The sheriff had just come back up the hill, after talking with reporters, shook his head and said, "This is gonna get goofy. The governor's statement… it's gonna get goofy."

"Never was gonna be any other way," Lucas said. "Not after those two people went up in that tree."

Lucas got his coat, collected Del, and as they headed for the door, saw a fortyish man in a gray overcoat walking around the line of cop cars in the driveway, closely trailed by a deputy. He was carrying a wallet-sized box, and when he saw the sheriff step out on the porch with Lucas, he called, "Hey, Brad."

"George… you heard about Hale, I guess." Wilson said to Lucas, "Hale's lawyer."

"My God. I was at a wedding, Ken Hendrick's kid," the lawyer said, as he came up to them. He looked back down the hill-"I got here as fast as I could, but I had a heck of a time getting through your boys down there."

"Not much for you to do, here, George."

"Yes, there is. A week ago, Hale gave me a box… " He handed the box to the sheriff. It was about four inches by five, an inch thick. A tough-looking lock was set flush to the polished steel surface at one edge. "He said, I swear to God, that if he should die, I should give this to the authorities. I asked him if it was anything illegal, and he said no, it's just some information that he felt should come to official attention. I thought maybe it was business, but now… "

"What's in it?"

"I don't know," the lawyer said. "He gave it to me, told me to file it and forget it. He said it couldn't be opened without destroying the contents, unless you used a key. He said the key was on his key ring with his car keys."

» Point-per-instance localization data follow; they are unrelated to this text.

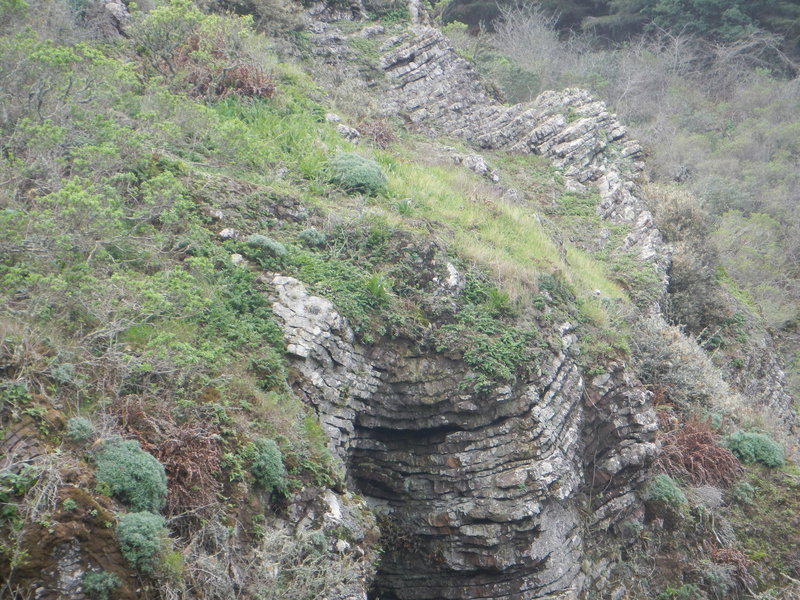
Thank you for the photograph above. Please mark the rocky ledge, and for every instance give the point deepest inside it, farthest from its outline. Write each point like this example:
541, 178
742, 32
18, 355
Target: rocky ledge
482, 496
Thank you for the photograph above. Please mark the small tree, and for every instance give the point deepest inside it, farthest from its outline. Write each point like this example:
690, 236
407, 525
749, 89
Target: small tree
132, 475
141, 538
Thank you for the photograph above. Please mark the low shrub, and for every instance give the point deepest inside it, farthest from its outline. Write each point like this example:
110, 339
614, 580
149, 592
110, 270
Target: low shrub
266, 243
355, 173
132, 475
742, 493
313, 237
141, 537
99, 585
80, 429
664, 489
752, 447
268, 469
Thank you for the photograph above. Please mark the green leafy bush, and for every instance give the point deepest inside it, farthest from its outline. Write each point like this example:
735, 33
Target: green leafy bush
751, 447
687, 591
266, 243
268, 469
664, 489
742, 493
132, 475
140, 537
313, 237
100, 585
355, 173
79, 429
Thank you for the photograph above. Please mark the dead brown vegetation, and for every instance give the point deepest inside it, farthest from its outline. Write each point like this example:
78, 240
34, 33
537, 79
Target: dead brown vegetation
189, 450
690, 452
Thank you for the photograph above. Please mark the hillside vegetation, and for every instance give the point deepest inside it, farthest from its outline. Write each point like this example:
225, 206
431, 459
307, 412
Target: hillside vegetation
158, 168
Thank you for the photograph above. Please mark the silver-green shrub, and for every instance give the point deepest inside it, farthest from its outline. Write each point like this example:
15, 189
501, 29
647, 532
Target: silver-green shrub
140, 536
752, 447
355, 173
268, 470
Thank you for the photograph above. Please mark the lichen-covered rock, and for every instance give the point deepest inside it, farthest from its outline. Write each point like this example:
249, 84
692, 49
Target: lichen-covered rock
483, 495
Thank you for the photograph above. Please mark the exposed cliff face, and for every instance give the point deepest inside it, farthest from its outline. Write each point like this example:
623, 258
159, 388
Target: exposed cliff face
488, 494
507, 494
438, 92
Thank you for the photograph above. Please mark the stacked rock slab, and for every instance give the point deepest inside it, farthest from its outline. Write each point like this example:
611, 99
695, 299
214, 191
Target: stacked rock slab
439, 93
485, 494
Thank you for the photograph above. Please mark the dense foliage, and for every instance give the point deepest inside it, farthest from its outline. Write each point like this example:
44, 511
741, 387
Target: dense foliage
132, 475
141, 538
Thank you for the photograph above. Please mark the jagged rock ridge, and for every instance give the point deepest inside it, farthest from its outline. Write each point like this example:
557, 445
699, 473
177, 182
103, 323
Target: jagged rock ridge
488, 492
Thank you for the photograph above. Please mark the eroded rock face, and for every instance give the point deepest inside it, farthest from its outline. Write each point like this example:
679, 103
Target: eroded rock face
439, 93
486, 495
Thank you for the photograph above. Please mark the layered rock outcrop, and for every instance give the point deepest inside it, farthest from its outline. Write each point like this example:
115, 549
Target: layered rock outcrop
486, 496
438, 92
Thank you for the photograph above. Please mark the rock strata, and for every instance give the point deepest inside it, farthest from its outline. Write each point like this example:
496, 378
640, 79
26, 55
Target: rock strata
484, 496
439, 93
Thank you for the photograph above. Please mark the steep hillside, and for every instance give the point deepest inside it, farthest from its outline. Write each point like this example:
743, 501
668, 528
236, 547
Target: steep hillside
293, 308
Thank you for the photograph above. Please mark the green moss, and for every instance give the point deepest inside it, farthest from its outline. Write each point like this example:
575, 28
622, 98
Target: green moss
80, 429
141, 538
752, 447
99, 585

Wilson looked at the box, then handed it to Lucas. "Ever see anything like that?"

"Yeah. It looks like a magnetic-media safe, for carrying around computer Smart Cards and so on. It's bigger than most of them, and I've never seen a lock before."

"His key ring is on the bedside table," Del said. "I checked to see if there was a Jeep key on it."

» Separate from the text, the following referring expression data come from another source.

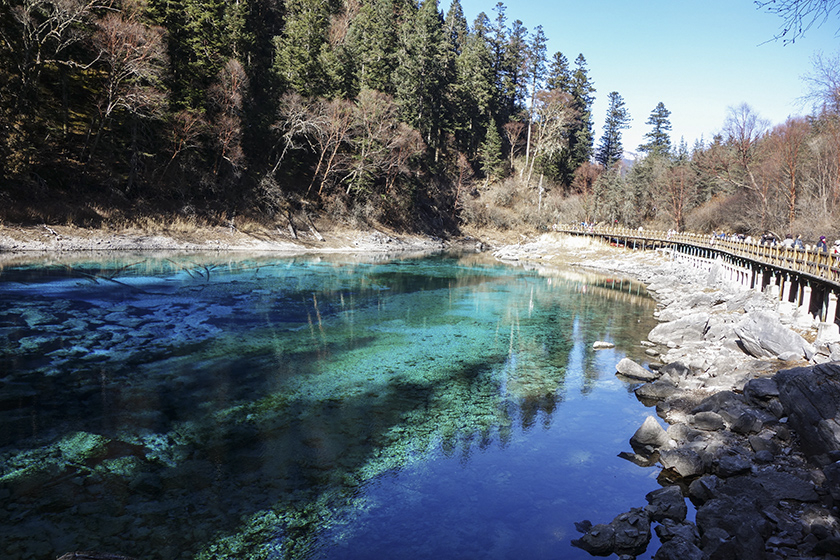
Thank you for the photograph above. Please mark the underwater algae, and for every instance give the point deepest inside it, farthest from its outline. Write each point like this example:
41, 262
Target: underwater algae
253, 408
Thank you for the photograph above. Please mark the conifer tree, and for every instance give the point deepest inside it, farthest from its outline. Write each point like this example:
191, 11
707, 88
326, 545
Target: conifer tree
559, 76
200, 41
473, 89
582, 135
373, 45
424, 74
492, 162
658, 139
515, 71
610, 149
455, 27
536, 74
303, 47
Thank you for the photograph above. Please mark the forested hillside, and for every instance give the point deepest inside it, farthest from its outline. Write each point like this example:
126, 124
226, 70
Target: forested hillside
367, 111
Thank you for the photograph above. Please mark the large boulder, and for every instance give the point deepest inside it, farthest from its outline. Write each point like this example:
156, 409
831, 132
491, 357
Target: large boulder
628, 534
649, 437
811, 398
686, 463
690, 328
762, 335
666, 503
736, 525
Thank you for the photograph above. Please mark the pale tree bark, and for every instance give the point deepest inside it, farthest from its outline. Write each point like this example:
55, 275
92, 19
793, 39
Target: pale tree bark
744, 130
133, 57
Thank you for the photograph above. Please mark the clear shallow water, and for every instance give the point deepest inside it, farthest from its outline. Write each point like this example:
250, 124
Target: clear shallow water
233, 407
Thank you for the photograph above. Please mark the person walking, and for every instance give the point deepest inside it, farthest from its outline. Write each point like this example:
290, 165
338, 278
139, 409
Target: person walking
822, 246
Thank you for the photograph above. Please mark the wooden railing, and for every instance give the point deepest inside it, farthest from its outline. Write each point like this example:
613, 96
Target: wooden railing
809, 262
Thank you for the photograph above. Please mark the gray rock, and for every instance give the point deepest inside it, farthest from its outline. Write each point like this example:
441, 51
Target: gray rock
761, 389
632, 532
764, 457
629, 368
703, 489
747, 422
684, 462
811, 398
709, 421
786, 486
686, 329
668, 529
598, 541
649, 437
732, 465
678, 549
656, 390
763, 443
832, 479
666, 503
732, 527
762, 335
675, 369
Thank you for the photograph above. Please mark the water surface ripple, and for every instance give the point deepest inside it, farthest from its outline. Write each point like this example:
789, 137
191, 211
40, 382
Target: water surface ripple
198, 406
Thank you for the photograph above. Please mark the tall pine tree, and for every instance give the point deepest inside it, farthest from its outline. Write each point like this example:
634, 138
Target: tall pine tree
610, 149
658, 139
425, 74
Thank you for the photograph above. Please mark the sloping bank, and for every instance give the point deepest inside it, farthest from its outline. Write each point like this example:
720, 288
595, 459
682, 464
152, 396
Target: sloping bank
749, 392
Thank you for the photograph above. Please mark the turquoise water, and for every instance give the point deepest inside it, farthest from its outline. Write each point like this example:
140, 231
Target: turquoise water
257, 407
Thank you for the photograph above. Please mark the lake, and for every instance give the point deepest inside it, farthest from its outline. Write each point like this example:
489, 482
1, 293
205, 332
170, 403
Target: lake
345, 407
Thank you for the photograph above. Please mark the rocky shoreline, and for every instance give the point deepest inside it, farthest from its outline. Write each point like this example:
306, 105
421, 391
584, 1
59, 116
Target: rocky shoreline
748, 389
35, 241
744, 394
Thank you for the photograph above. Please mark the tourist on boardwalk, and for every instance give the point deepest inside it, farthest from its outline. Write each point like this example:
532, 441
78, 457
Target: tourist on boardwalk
788, 242
822, 245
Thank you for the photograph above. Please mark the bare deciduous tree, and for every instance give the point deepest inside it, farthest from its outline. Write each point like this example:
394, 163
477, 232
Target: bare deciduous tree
788, 145
227, 97
513, 134
744, 128
799, 15
133, 57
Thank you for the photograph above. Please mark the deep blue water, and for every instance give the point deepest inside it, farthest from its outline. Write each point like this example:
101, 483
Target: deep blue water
201, 406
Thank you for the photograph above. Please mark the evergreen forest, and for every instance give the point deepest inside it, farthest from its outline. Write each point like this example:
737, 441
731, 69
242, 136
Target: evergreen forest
390, 112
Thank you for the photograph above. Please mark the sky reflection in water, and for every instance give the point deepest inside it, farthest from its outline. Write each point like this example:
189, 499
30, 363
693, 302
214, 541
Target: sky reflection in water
245, 407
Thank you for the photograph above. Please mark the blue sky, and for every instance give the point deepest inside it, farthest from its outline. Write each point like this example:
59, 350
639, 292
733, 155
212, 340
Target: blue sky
696, 57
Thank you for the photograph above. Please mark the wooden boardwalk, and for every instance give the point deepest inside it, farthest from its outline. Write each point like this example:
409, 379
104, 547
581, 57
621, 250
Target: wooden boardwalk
806, 278
811, 264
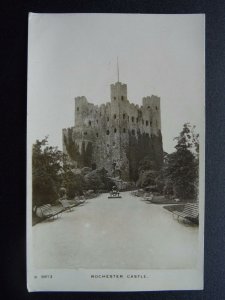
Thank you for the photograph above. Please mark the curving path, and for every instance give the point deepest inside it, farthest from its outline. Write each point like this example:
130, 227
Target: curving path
115, 234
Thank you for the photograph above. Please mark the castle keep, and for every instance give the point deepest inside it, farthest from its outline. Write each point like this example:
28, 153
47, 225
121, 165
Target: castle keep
116, 135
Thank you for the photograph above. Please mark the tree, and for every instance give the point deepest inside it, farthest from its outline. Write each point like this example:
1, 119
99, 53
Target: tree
47, 163
181, 169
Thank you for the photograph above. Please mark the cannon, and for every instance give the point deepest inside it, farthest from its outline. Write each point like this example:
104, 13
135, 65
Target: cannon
114, 193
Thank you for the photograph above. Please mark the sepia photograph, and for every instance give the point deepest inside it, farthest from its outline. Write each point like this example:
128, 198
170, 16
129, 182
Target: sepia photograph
115, 152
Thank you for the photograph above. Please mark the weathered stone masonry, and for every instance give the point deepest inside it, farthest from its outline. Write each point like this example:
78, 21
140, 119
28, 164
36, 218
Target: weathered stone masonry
115, 135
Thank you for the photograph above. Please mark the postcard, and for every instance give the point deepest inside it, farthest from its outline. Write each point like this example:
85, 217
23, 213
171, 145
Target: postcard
115, 152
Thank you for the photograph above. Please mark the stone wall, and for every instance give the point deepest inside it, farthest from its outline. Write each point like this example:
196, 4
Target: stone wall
115, 135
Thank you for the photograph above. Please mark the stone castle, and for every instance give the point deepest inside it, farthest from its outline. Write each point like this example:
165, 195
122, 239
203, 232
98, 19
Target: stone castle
117, 135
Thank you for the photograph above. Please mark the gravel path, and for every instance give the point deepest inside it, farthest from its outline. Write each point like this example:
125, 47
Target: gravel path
115, 234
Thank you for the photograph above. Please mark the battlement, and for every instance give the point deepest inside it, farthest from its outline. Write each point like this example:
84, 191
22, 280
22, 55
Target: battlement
103, 135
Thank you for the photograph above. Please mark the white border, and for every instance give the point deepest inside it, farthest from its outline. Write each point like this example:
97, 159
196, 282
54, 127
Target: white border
80, 280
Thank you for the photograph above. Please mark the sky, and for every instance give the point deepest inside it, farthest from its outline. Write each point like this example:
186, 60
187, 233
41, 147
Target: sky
72, 55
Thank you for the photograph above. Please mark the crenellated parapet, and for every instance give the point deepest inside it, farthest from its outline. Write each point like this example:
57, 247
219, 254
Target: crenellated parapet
109, 135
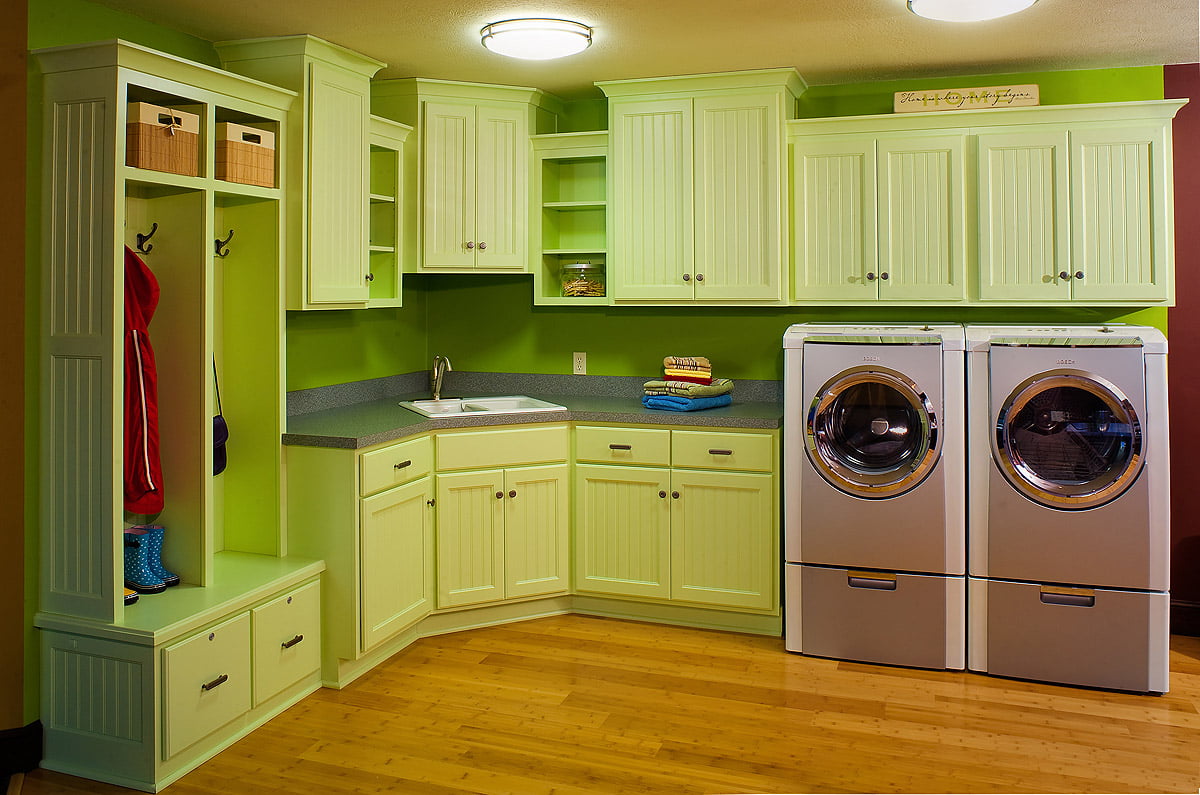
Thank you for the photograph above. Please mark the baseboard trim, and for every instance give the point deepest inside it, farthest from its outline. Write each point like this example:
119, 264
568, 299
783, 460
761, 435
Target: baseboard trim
1185, 617
21, 749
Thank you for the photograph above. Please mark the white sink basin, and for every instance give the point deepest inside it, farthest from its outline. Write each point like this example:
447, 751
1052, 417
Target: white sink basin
478, 406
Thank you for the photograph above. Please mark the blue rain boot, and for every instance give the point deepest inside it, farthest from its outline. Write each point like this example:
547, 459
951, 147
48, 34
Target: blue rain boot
137, 563
154, 536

"Let's go look," Lucas said.

"Maybe we ought to do it in a lab," Wilson said doubtfully.

"It's not a bomb. It's something he wanted us to get," Lucas said.

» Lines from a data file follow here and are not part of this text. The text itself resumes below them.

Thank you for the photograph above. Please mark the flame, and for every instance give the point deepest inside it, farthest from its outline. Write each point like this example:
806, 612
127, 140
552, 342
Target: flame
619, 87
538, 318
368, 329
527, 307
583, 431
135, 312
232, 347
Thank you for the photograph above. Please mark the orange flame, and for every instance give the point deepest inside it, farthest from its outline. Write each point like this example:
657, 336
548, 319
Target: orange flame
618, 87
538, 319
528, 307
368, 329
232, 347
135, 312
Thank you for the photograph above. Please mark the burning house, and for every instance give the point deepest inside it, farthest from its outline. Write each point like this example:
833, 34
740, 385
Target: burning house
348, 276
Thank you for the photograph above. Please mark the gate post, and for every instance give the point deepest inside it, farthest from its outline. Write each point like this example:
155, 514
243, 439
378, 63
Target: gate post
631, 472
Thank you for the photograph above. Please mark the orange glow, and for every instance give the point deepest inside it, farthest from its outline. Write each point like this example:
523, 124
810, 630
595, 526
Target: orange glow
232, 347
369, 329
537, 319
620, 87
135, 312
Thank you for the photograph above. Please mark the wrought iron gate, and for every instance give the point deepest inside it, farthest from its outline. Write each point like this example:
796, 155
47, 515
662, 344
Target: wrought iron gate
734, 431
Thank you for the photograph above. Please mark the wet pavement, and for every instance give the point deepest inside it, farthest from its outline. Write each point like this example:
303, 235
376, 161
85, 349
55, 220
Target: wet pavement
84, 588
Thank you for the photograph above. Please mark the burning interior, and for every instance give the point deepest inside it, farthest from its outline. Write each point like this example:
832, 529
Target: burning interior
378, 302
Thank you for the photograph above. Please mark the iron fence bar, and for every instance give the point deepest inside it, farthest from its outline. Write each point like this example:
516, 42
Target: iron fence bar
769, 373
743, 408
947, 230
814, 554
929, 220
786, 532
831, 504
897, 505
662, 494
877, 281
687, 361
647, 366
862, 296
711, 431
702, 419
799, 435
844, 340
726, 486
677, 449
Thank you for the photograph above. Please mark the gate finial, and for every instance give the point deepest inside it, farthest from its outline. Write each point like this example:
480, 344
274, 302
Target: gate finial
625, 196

DEL RETRIEVED THE key ring, which contained one key with a circular blade. Lucas popped the top on the safe, and inside was an old-fashioned 3.5-inch computer floppy disk.

"Laptop," Del said.

They took Mary Sorrell's IBM laptop out of her briefcase, put it on the floor of the home office. The base unit had no floppy drive, but they found the drive in a separate pouch and plugged it in. Lucas brought the laptop up, slipped the floppy into the drive, and found one file. He clicked on the file. Microsoft Word began opening on the screen, and then the file itself.

A note-a brief note.

Tammy Sorrell was kidnapped by Joe Kelly, Deon Cash, and Jane Warr. Cash is a driver for the Gene Calb truck rehabilitation service in the town of Broderick, near Armstrong, Minnesota. Jane Warr is a card dealer at the Moose Bay casino near Armstrong. Warr and Cash live together in a farmhouse in Broderick. They killed Tammy on Dec. 22 and buried her somewhere nearby. The exact location is unknown. This information has been confirmed.

"Jeez. There it is," Wilson said, looking up at Lucas. "Where did he get the information? The FBI says that the kidnappers never called. The feds even started looking at Hale's background to see if he might have had something to do with Tammy… you know."